Kenya Kondo recalls the first time he plucked an out-of-tune string on his mom’s handmade acoustic guitar back home in Nairobi. “My mom wanted to learn how to make music, so she went to a carpenter and asked him to make her a guitar,” says the 31-year-old folk-pop artist. “At first, she was like, ‘Don’t touch that. It is something precious. It’s going to break!'”
But, one day, Kondo, then 15, gave into the forbidden guitar as it tempted him from the corner of a room. He picked it up and tried a few chords. “I didn’t know anything about guitars except that, somehow, six strings make music.”
His mom caught him strumming the black, red and yellow cutaway but didn’t stop him. While the guitar was still technically his mom’s, he played it all the time.

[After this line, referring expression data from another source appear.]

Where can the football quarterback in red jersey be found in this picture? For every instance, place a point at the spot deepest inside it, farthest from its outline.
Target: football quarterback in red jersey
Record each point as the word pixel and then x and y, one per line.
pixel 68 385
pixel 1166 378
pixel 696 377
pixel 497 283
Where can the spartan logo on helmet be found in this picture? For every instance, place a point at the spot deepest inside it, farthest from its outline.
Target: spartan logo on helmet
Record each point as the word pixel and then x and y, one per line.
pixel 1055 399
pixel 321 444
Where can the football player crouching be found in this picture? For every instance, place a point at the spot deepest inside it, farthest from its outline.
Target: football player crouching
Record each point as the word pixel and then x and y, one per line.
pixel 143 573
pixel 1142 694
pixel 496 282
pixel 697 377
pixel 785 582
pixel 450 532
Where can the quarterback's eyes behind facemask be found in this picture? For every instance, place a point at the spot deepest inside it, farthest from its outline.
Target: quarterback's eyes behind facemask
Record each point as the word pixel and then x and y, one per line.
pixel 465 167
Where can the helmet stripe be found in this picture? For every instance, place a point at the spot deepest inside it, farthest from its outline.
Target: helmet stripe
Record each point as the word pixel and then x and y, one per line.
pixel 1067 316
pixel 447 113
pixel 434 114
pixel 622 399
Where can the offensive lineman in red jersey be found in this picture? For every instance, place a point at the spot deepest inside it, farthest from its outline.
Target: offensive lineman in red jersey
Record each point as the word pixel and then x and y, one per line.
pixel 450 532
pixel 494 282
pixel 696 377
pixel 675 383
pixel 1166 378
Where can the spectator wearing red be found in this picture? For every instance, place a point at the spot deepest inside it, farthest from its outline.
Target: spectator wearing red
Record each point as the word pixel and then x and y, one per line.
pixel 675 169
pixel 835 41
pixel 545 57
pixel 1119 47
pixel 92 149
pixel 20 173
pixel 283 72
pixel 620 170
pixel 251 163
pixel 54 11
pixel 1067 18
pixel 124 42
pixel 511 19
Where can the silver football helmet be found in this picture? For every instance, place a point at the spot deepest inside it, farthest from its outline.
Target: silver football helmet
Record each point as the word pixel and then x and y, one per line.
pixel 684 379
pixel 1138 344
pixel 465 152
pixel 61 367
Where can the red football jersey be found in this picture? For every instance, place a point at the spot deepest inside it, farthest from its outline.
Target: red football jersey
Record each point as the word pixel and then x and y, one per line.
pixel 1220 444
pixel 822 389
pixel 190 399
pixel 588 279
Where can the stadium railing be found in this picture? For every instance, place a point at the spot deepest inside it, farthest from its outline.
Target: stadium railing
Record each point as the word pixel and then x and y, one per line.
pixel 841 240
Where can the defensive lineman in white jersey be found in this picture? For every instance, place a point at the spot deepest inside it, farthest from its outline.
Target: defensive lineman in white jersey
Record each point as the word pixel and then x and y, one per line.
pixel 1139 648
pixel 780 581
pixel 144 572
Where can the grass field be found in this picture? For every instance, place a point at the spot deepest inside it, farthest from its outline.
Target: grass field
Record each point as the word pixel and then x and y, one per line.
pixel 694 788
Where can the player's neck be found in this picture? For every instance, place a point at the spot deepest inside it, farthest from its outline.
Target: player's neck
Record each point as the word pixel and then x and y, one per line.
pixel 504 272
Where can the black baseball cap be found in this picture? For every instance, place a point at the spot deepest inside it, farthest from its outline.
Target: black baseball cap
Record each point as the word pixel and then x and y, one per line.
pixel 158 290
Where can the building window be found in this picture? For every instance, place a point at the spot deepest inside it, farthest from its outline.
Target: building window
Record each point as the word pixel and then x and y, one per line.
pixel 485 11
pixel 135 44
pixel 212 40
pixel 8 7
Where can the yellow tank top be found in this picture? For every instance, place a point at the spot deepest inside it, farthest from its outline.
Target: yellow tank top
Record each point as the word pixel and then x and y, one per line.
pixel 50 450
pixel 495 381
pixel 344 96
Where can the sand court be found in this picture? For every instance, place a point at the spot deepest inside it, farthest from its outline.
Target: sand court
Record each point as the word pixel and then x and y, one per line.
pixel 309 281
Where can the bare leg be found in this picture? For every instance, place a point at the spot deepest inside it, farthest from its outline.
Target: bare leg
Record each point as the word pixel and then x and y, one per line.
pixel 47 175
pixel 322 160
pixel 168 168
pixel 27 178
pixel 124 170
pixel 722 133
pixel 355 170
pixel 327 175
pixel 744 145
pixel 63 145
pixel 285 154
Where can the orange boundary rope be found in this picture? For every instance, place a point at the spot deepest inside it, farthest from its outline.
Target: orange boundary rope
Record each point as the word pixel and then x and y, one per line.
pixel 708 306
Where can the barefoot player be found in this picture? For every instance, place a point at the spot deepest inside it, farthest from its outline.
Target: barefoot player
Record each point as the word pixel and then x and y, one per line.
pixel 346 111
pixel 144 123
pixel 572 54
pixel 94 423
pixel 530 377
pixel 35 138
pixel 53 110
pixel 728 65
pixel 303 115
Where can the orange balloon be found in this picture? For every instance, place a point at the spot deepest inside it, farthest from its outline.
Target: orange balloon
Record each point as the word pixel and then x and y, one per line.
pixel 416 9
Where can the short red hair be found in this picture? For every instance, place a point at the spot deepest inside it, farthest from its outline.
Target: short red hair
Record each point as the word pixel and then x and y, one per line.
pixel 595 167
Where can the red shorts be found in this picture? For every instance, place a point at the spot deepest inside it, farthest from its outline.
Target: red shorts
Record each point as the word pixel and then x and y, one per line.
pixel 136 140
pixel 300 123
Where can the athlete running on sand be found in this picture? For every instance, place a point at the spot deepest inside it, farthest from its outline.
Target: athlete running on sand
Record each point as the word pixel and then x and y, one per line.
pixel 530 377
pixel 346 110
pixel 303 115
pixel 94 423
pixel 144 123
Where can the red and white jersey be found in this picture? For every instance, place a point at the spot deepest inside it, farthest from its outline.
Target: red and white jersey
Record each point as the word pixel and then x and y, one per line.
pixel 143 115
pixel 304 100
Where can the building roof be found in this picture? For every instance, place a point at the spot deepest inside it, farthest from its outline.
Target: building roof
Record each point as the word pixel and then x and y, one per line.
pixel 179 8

He entered a star search contest in Nairobi and made it to the finals, though the local newspaper gave his band an unflattering review. “They said I was trying to be Carlos Santana because of how I was dressed,” he recalls.
But when he left Kenya in 2001 to study math and physics at the University of Alberta, he left the guitar behind because he worried it wouldn’t survive the trip.
Thankfully, his floor mates at Lister Hall residences let him jam on their guitars until, a few months later, Kondo won a small Baby Taylor guitar in a draw at a local concert. “For me, this was a sign. I’m meant to continue with this,” he says. “Winning that guitar kept me going.”
Ten years later, Kondo’s debut album, Wait, is winning him fans for his straight-from-the-gut lyrics and melody that, at times, verges on alternative. The album records his emotional transition from Nairobi to Edmonton.
Kondo wrote “Moses,” a resonant song about an alcoholic relative sung with a raw intensity, on a Thursday after a physics class.
“Songs like ‘Moses’ talk about dealing with pain and trying to make sense of it.”
In March, Kondo, who also works for the Alberta Ministry of Advanced Education, and his three-member band were invited to perform during Canadian Music Week in Toronto and played at the inaugural Utopia Music Festival in Hawrelak Park last June.
Though Kondo now plays three different guitars, he’s still wistful about his first one.
“When I look back, it’s a very cheap-looking, bad-sounding guitar. But, from that, I was able to make, for my part, really good music.”